A Vida é Fútil?
No mesmo livro de
Chris Rohmann, p. 23, há esta passagem: “Também influenciou o SURREALISMO.
Ligado a ambos os movimentos, o teatro do absurdo chegou ao auge na década de
1950 nas obras de Samuel Beckett, Eugene Ionesco e outros – peças que abriram
mão da forma, da lógica e das características dramáticas tradicionais para
ilustrar a futilidade da vida moderna”.
Eu mesmo sou
marxista e anarco-comunista. Li e desejei encenar as peças dessas camaradas,
pelos quais tenho grande simpatia, porque eles e elas denunciam a farsa
burguesa do enquadramento forçado na obediência da estreiteza, distanciando-se
das grandes perguntas cuja inquietação trazida fosse forte demais e fizessem
sucumbir o acordo de silêncio que beneficia a produçãorganização que está aí
posta.
Leia o artigo O Centro como Absurdo, deste Livro 40,
para ver que aos existentes, longe da essência que só pode ser de UM,
diferentes graus de incerteza e desespero podem corroer. É útil forçar os
limites da burguesia em seus contratos mais frouxos, expondo a futilidade de
seus projetos modernos e contemporâneos, embora a Vida, como tal, em sua
totalidade e em suas particularidades, longe esteja de ser fútil.
Estive por ser
adepto total, enquanto fui simpatizante, do existencialismo e do surrealismo
PORQUE pelo menos eles estraçalham a vulgaridade burguesa, das elites,
aglomerada naquele título geral de “esqueçamos as complexidades” em nome do
aproveitamento DO QUE HÁ (e nós sabemos que o que há de melhor vai sempre para
poucos).

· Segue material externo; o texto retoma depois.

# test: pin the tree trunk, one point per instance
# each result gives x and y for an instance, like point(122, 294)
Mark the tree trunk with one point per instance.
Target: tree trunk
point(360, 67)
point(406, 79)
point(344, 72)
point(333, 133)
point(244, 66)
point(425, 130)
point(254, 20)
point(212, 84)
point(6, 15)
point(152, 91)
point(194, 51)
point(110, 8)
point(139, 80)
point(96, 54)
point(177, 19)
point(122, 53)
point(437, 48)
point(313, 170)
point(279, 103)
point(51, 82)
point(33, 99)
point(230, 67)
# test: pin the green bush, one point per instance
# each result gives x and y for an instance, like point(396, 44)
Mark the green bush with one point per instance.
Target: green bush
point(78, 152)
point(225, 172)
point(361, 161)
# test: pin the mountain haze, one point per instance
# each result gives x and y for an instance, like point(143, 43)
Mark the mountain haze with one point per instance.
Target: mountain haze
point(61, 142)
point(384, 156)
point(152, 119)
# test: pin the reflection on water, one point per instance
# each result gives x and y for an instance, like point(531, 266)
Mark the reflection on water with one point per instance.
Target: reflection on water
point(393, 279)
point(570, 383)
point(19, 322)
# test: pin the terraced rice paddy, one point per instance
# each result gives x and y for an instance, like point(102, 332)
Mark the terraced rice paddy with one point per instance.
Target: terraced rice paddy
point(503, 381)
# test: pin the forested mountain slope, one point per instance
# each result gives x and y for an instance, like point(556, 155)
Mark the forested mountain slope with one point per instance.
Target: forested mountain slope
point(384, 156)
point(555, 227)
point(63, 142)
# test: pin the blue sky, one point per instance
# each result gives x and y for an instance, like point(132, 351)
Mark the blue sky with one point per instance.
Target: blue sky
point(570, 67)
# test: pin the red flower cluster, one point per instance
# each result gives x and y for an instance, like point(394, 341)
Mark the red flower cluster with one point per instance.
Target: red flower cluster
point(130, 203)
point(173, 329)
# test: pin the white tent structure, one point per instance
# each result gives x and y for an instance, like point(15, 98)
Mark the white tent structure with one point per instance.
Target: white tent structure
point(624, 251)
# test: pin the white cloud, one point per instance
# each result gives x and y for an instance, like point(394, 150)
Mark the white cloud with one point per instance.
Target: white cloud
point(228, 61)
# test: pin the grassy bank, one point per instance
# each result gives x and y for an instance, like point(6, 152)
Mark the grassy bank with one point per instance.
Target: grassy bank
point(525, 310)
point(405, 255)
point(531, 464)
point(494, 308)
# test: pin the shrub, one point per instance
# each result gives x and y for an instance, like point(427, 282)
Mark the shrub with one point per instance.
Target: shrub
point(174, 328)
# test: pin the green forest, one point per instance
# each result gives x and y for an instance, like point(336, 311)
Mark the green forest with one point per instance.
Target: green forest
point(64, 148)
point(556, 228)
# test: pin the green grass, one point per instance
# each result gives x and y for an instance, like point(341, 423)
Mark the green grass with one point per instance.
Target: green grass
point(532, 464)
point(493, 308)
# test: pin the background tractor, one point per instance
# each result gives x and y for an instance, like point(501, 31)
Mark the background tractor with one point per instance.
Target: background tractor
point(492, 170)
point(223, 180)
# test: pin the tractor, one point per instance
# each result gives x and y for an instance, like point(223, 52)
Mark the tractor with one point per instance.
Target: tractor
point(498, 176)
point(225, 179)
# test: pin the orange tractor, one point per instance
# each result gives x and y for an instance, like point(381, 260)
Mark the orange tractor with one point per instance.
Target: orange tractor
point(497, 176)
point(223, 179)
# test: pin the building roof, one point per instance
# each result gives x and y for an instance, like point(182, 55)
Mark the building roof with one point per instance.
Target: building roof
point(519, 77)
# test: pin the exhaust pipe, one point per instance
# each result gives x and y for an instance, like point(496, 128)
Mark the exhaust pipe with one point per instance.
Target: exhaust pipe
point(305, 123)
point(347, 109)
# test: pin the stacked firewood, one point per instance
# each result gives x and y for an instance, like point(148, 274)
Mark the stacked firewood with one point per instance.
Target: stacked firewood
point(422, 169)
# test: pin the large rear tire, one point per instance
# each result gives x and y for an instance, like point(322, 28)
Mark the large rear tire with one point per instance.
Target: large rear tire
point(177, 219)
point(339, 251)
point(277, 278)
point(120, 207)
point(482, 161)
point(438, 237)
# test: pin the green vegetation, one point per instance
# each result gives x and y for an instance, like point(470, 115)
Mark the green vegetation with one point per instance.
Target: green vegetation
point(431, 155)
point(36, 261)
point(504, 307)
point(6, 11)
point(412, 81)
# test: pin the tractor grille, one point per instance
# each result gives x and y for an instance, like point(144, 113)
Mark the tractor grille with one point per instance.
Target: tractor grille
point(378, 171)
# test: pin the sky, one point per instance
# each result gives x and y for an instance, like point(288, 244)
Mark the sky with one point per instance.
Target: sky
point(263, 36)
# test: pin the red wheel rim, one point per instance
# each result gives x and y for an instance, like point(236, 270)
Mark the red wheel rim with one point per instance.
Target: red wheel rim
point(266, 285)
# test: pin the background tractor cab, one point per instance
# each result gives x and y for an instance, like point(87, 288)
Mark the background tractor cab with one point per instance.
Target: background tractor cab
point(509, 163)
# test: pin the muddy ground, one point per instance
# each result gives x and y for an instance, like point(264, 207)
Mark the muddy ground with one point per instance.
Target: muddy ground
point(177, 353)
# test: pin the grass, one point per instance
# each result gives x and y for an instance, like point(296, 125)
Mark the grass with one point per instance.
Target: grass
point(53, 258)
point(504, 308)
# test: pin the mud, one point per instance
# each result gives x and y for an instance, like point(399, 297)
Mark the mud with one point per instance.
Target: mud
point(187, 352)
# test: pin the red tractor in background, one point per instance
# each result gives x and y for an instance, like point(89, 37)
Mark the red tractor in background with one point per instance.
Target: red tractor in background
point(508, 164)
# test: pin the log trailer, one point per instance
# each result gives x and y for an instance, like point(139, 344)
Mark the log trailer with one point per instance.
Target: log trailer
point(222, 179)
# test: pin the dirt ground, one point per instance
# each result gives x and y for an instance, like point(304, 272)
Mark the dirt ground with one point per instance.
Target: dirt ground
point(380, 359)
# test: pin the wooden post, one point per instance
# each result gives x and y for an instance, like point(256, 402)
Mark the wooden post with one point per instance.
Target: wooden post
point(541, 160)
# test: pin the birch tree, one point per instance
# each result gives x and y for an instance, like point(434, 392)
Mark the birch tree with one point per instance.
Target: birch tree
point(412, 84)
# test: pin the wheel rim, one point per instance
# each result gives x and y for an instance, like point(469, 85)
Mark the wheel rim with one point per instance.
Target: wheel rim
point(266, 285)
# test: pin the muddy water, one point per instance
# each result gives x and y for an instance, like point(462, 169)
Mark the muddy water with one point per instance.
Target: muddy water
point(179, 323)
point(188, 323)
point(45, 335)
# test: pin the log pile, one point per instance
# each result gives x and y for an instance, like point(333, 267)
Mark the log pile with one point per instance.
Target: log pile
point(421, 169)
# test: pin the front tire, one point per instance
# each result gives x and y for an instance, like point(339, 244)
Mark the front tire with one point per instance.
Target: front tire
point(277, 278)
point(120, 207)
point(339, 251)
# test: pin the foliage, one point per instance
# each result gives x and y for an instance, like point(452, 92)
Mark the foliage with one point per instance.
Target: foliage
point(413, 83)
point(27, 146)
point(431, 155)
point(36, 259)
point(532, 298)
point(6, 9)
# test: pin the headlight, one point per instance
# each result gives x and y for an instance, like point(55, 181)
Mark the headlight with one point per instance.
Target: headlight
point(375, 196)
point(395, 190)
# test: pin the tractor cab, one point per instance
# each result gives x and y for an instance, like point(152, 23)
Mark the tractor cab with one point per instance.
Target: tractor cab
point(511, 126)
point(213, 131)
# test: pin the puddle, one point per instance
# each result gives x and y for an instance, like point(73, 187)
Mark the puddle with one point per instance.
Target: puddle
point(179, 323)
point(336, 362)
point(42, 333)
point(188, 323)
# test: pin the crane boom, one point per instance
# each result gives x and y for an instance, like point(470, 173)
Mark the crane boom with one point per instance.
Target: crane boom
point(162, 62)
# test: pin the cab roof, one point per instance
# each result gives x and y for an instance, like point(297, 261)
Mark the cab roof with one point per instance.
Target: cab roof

À classe dominante não interessa os posicionamentos absurdizantes,
chocantes, contrastantes, que demandam as dilacerações, as desconfianças que
levam às posições revolucionárias, aos desacordos. Embora o existencialismo e o
surrealismo não sejam revolucionários em si mesmos e simplesmente proponham uma
dominância MAIS ELEGANTE E SUTIL, ou seja, uma DEMÊNCIA PASSÁVEL, mais
disfarçada, que dê espaçotempo para a exposição dos limites tentadores, ainda
assim são cativantes, porque propõe a questão central de ir até o limite
tentando perceber – e é isso que arranca de tudo, inclusive da idéia de
dominância.
É claro que a Vida
não é fútil, ela não é descartável, nem como existência que propõe conjuntos
reais de soluções, nem como essência que propõe a solução definitiva. E
evidentemente ela não é desprezível para os que, embaixo, sofrem e como
complemento da soma zero se alegram naqueles momentos em que dão saltos,
sentimentais ou racionais. Não é, está longe de ser. Mas chamar a atenção para
isso foi da maior importância.
Vitória, sábado, 06
de setembro de 2003.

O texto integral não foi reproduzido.